The retired archbishop of Los Angeles said the biggest mistake was not understanding the true nature of the crime by believing the problem of adults abusing children was merely a moral problem.
"Many of us in the church saw this calamity, through the lens of the church, as a sin and a moral weakness," he told the Italian newspaper Corriere della Sera March 5. The interview was published in Italian.
While abuse is both, he said the church confused its moral view "with what was necessary to solve the problem."
"I had not understood the true nature of the problem and that those who abuse -- not just in the church -- continue to perpetrate their crimes," he said.
He said he hoped to offer to the other cardinals attending the pre-conclave meetings "my experience heading (the Archdiocese) of Los Angeles during the years of changing the approach to the crime of sexual abuse."
"These things were not as well understood then as they are now," he said.
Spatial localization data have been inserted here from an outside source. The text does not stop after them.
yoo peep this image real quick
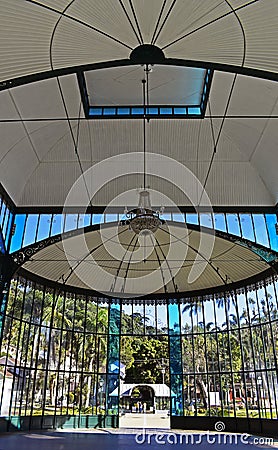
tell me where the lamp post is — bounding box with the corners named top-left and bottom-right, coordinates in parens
top-left (159, 358), bottom-right (167, 385)
top-left (257, 375), bottom-right (263, 417)
top-left (226, 383), bottom-right (230, 416)
top-left (98, 378), bottom-right (104, 413)
top-left (161, 367), bottom-right (166, 385)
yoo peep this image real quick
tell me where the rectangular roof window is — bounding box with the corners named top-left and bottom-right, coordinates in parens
top-left (79, 64), bottom-right (213, 119)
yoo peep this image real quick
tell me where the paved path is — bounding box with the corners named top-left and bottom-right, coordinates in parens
top-left (0, 430), bottom-right (276, 450)
top-left (119, 412), bottom-right (170, 429)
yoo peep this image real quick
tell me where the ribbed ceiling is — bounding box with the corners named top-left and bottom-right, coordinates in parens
top-left (21, 223), bottom-right (270, 297)
top-left (0, 0), bottom-right (278, 207)
top-left (1, 0), bottom-right (278, 81)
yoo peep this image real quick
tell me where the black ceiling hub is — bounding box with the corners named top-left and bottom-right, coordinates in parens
top-left (130, 44), bottom-right (165, 64)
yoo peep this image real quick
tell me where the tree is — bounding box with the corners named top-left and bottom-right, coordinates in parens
top-left (123, 336), bottom-right (169, 384)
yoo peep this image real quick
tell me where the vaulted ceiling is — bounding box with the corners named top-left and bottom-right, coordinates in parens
top-left (20, 223), bottom-right (270, 295)
top-left (0, 0), bottom-right (278, 208)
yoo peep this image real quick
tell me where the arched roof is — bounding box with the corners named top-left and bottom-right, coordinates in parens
top-left (0, 0), bottom-right (278, 207)
top-left (17, 223), bottom-right (272, 297)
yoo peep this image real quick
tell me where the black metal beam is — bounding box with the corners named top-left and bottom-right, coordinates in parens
top-left (1, 58), bottom-right (277, 93)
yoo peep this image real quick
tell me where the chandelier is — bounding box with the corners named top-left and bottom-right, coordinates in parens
top-left (124, 190), bottom-right (164, 235)
top-left (123, 66), bottom-right (165, 236)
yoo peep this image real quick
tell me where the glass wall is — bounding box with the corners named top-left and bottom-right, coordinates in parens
top-left (0, 275), bottom-right (277, 423)
top-left (180, 285), bottom-right (278, 419)
top-left (0, 280), bottom-right (110, 419)
top-left (0, 195), bottom-right (13, 252)
top-left (9, 212), bottom-right (278, 253)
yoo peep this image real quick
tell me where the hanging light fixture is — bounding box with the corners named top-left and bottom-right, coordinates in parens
top-left (124, 190), bottom-right (163, 235)
top-left (123, 65), bottom-right (164, 235)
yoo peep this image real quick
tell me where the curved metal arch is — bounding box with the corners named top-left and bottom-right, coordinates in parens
top-left (1, 56), bottom-right (278, 93)
top-left (10, 221), bottom-right (278, 268)
top-left (14, 263), bottom-right (278, 301)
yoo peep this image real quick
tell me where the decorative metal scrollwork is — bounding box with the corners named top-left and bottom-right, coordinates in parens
top-left (11, 231), bottom-right (77, 266)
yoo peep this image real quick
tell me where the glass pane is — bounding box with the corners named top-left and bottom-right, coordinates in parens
top-left (145, 304), bottom-right (156, 334)
top-left (240, 214), bottom-right (255, 241)
top-left (168, 303), bottom-right (180, 334)
top-left (107, 374), bottom-right (119, 414)
top-left (170, 374), bottom-right (183, 415)
top-left (200, 213), bottom-right (213, 228)
top-left (268, 279), bottom-right (278, 311)
top-left (78, 213), bottom-right (91, 228)
top-left (92, 214), bottom-right (104, 225)
top-left (253, 214), bottom-right (269, 247)
top-left (109, 303), bottom-right (121, 335)
top-left (213, 213), bottom-right (227, 232)
top-left (97, 303), bottom-right (109, 334)
top-left (22, 214), bottom-right (39, 247)
top-left (227, 214), bottom-right (241, 236)
top-left (10, 214), bottom-right (26, 252)
top-left (108, 336), bottom-right (120, 373)
top-left (157, 304), bottom-right (167, 334)
top-left (237, 292), bottom-right (248, 328)
top-left (37, 214), bottom-right (51, 241)
top-left (0, 202), bottom-right (6, 227)
top-left (5, 212), bottom-right (13, 247)
top-left (76, 214), bottom-right (85, 229)
top-left (169, 337), bottom-right (182, 374)
top-left (51, 214), bottom-right (64, 236)
top-left (172, 213), bottom-right (185, 223)
top-left (2, 208), bottom-right (9, 238)
top-left (161, 213), bottom-right (171, 221)
top-left (84, 214), bottom-right (92, 227)
top-left (64, 214), bottom-right (78, 232)
top-left (246, 289), bottom-right (259, 325)
top-left (186, 213), bottom-right (199, 225)
top-left (180, 301), bottom-right (192, 333)
top-left (265, 214), bottom-right (278, 251)
top-left (190, 298), bottom-right (203, 330)
top-left (105, 214), bottom-right (118, 223)
top-left (203, 298), bottom-right (216, 331)
top-left (133, 304), bottom-right (144, 334)
top-left (121, 304), bottom-right (132, 334)
top-left (215, 296), bottom-right (227, 329)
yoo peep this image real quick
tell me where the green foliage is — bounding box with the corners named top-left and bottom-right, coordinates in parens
top-left (2, 280), bottom-right (278, 419)
top-left (122, 336), bottom-right (169, 384)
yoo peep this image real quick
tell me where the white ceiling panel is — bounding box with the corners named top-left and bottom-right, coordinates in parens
top-left (0, 0), bottom-right (57, 80)
top-left (121, 0), bottom-right (173, 44)
top-left (0, 139), bottom-right (39, 203)
top-left (203, 161), bottom-right (274, 206)
top-left (238, 0), bottom-right (278, 73)
top-left (58, 74), bottom-right (84, 118)
top-left (155, 0), bottom-right (231, 50)
top-left (163, 14), bottom-right (244, 66)
top-left (227, 75), bottom-right (278, 117)
top-left (0, 91), bottom-right (21, 120)
top-left (10, 79), bottom-right (67, 119)
top-left (24, 120), bottom-right (75, 162)
top-left (66, 0), bottom-right (139, 49)
top-left (0, 123), bottom-right (28, 161)
top-left (51, 16), bottom-right (130, 70)
top-left (221, 119), bottom-right (273, 161)
top-left (18, 161), bottom-right (92, 206)
top-left (32, 0), bottom-right (72, 11)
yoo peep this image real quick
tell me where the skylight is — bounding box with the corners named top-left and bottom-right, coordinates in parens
top-left (79, 65), bottom-right (213, 119)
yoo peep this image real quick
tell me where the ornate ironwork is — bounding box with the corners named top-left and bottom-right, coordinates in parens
top-left (122, 190), bottom-right (164, 235)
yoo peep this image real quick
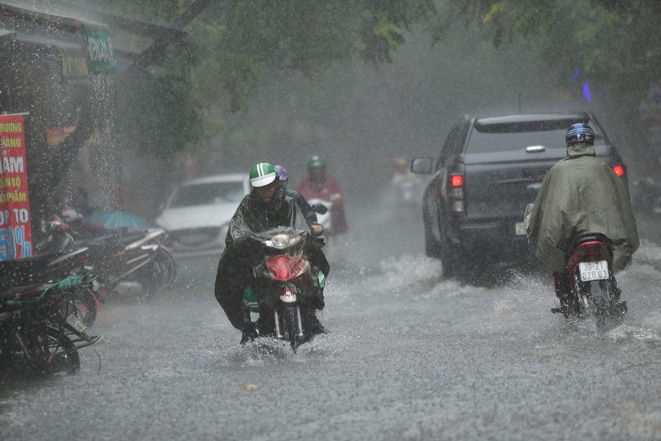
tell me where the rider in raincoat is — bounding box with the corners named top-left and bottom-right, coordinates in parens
top-left (214, 163), bottom-right (329, 342)
top-left (274, 164), bottom-right (322, 234)
top-left (526, 123), bottom-right (639, 305)
top-left (298, 155), bottom-right (349, 236)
The cardinal said he had taken the approach that was being recommended for all institutions by various psychiatry and psychology studies at the time, which included referring suspected abusers for treatment.
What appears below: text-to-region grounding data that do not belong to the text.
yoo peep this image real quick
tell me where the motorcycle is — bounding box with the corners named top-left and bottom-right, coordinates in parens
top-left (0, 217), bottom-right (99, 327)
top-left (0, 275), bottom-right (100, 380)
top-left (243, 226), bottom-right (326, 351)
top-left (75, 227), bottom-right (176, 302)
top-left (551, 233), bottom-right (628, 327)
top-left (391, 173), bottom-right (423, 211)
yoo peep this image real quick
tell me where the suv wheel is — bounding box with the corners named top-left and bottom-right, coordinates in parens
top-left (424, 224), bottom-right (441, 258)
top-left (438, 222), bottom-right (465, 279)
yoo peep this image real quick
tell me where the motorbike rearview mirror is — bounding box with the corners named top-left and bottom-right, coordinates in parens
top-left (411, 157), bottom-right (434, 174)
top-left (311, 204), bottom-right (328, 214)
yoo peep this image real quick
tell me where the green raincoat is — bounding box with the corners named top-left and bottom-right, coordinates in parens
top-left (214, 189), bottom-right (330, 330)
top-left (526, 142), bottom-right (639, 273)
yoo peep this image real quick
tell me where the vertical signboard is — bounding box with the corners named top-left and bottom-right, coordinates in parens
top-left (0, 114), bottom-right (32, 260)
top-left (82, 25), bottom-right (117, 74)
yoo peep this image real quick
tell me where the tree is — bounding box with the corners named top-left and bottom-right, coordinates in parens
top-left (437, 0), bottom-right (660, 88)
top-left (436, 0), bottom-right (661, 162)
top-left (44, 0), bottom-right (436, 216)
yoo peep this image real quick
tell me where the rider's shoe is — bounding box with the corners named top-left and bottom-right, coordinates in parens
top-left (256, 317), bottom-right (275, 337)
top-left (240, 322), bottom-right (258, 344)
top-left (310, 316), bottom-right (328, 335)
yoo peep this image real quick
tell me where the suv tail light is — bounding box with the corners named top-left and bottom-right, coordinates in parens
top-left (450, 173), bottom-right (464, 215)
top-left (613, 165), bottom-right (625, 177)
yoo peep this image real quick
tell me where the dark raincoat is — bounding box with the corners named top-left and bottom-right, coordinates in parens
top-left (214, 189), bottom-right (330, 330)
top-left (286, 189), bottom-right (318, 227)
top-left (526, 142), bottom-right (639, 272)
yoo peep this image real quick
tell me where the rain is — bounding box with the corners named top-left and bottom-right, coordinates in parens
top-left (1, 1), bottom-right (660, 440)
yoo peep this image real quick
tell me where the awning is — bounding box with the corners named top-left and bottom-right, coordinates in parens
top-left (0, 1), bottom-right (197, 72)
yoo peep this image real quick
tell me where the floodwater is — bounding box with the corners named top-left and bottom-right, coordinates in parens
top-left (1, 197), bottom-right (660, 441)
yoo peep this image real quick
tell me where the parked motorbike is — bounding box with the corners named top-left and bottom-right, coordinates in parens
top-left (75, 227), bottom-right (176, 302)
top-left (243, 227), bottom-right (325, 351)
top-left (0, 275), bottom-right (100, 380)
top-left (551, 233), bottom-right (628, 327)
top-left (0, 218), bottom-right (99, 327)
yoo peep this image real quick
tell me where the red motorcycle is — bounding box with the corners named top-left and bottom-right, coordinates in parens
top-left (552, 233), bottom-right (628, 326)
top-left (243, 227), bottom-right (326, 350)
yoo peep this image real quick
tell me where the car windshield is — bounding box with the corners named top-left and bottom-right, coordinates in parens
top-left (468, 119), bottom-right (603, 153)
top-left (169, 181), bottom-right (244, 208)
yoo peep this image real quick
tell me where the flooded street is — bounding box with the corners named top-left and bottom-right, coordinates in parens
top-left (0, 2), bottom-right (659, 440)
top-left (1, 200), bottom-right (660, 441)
"We tried to follow the best practices of that time," the 77-year-old cardinal said.
However, as soon as it was clear that approach had been wrong, "I did everything to remedy these crimes," he said.
The cardinal explained how, starting in 1994, the archdiocese established a Sexual Abuse Advisory Board to investigate accusations of abuse, enlisting the help of a lay judge, psychologists, criminologists and parents of victims. The archdiocese was one of the first in the U.S. to create such a board.
"My mistake, quite grievous, was to not let the board's duties include old cases. I was too focused on new cases. But it was a mistake I completely fixed in 2002," when he strengthened existing procedures, he said.
Cardinal Mahony has publicly stated he made mistakes during his tenure as archbishop, apologized for the errors and underlined his commitment to making the archdiocese safe for all children.
The cardinal's successor, Archbishop Jose H. Gomez, announced Jan. 31 that Cardinal Mahony would "no longer have any administrative or public duties" in the archdiocese because of past failures to protect children from clergy sex abuse. The cardinal remains a bishop in "good standing," with "full rights to celebrate the holy sacraments of the church and to minister to the faithful without restriction," Archbishop Gomez said.
Archbishop Gomez's announcement came the same day the archdiocese released 12,000 pages of personnel files of clergy who were the subject of a 2007 global abuse settlement, along with supporting information that includes the names of members of the hierarchy involved in the handling of abuse allegations.
The personnel files suggested that Cardinal Mahony, who headed the archdiocese from 1985 until his March 2011 retirement, worked to protect accused priests from criminal investigation beginning in the 1980s.
Advocates for sex-abuse victims urged Cardinal Mahony to abstain from voting in the election of a successor to retired Pope Benedict XVI because of evidence that he mishandled abuse cases.
The cardinal told the Italian daily that "it was a difficult moment for me personally" to hear such calls for him to stay home "because, after 20 years, people started talking about the abuse as if, in the meantime, we had been doing nothing."
He said he had no problem talking about what had happened in his archdiocese and admitting things had not been handled correctly because "it's the right thing that the public know the reality" of the sex abuse crisis in the church.